The nature of APS, as well as the evolving symptomatology of SLE, contributed to the recognition that anticoagulating approaches, rather than steroids or immunosuppressive drugs, significantly improved the outcome in a substantial number of patients with APS. We may also conclude that CNS disease in SLE is significantly associated with aPLs. Cerebral ischaemia due to vessel occlusion is considered the most important cause of CNS diseases in SLE, and aPLs play an important role in their pathogenesis. There is a strong association between aPLs and CVD, headache, cognitive dysfunction, and seizures, thus supporting the importance of occlusive vasculopathies in neuro-psychiatric lupus. Hence, testing for aPLs should be recommended not only for patients with autoimmune diseases and neuropsychiatric syndromes but also for younger patients (age < 40 years) without an underlying autoimmune disease who develop ischemic cerebral events and may have 'non-classic' MS, transverse myelitis, or atypical seizures. During brain MRI, such young individuals with multiple hyperintensity lesions without other known causes should also undergo testing for aPLs.

All patients with a target INR > 3.0 and cerebral ischaemia should undergo anticoagulation therapy to prevent recurrences. All patients with thrombosis associated with aPLs should undergo long-term (life-long) warfarin therapy. Unfortunately, low-dose aspirin alone does not prevent recurrent thrombosis. Additionally, oral anticoagulation carries an increased risk of serious haemorrhage; however, this risk, if well controlled, might be lowered to acceptable levels. Steroids and immunosuppressive drugs in aPL-positive patients and thrombosis may be justified only in life-threatening situations when episodes of thrombosis occur despite adequate anticoagulation treatment. In aPL-positive patients without previous thrombosis, low-dose aspirin (75 mg/day) indefinitely as a thromboprophylactic measure is recommended. In neuropsychiatric appearances different from CVD (e.g., headache, seizures), anticoagulation therapy should be considered for patients with more severe disease and unsatisfactory responses to traditional treatments for headache or conventional anti-epileptic drugs.

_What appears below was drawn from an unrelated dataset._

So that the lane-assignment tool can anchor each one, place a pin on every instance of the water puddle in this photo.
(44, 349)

The most important points of our study are:

Newly suggested improvements in the Sapporo criteria for APS (Hughes syndrome) should be widely adopted.

APS appears as a recurrent thrombosis, obstetric complications and elevated serum aPL levels:

The similar prevalence of arterial and venous thrombosis in APS is a unique pattern among thrombophilic disorders.

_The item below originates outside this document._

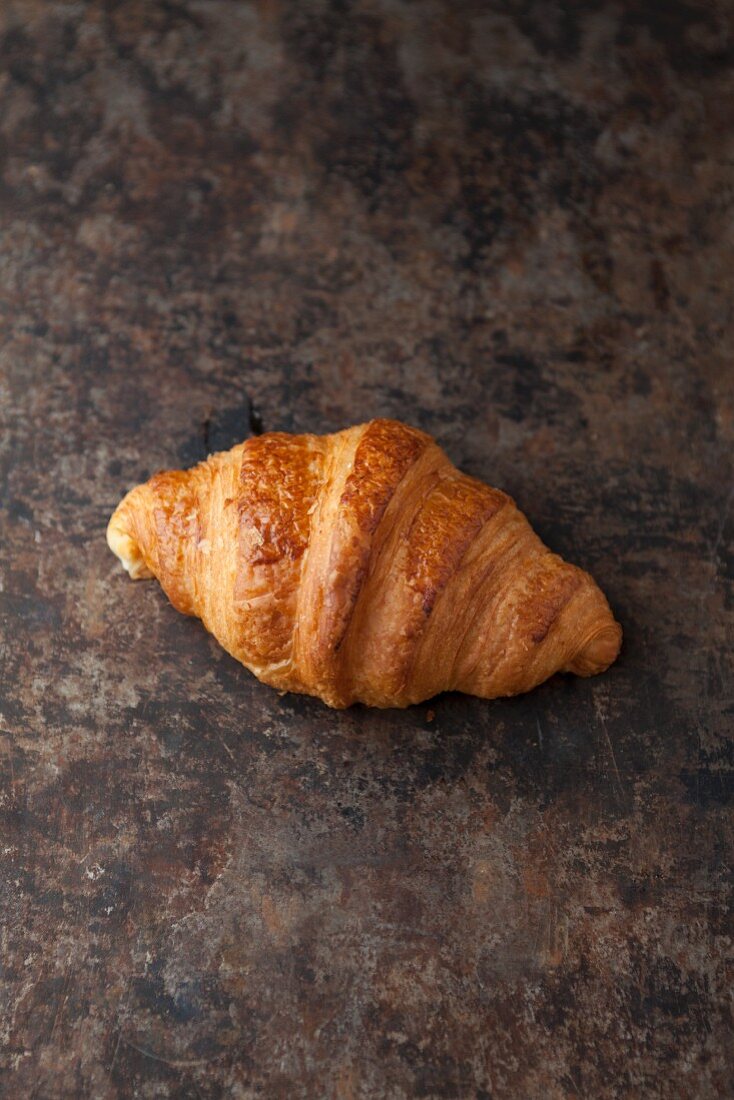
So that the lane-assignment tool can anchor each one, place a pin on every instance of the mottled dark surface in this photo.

Pregnancy/fetal complications are hallmarks of APS.

Neurological diseases (e.g., stroke, TIA), possibly due to vascular-ischemic (occlusive) disturbances, are the most life-threatening conditions, especially in CAPS and/or when recurrences appear. Other neuropsychiatric disorders (e.g., cognitive impairment, certain forms of migraine/headache, MS-like diseases) are also associated with APS.

Diagnosis and routine testing of APS should be done by β2GPI-dependent ELISA for aCL and LA.

Definite APS is diagnosed according to the persistency of aCL (high to medium concentrations) and/or LA.

The role of other antiphospholipid antibodies (e.g., phosphatidylserine, β2GPI, prothrombin, etc.) in APS, although not well defined, is likely to have a certain clinical significance;

Prolonged, even life-long oral anticoagulation at a target INR of 3.5 is the treatment of choice in thrombotic APS (e.g., warfarin);

Aspirin and heparin are recommended as treatments for pregnancy complications; corticosteroids, although considered life-saving in thrombocytopenia, hemolytic anemia and/or CAPS, do not have a decisive role in the treatment of other APS complications.

New approaches have been applied in APS such as fresh frozen plasma use during plasma exchange, rituximab therapy, anticytokine treatment, recombinant human-activated protein C, among others, but more first-level evidence is needed to make definitive recommendations.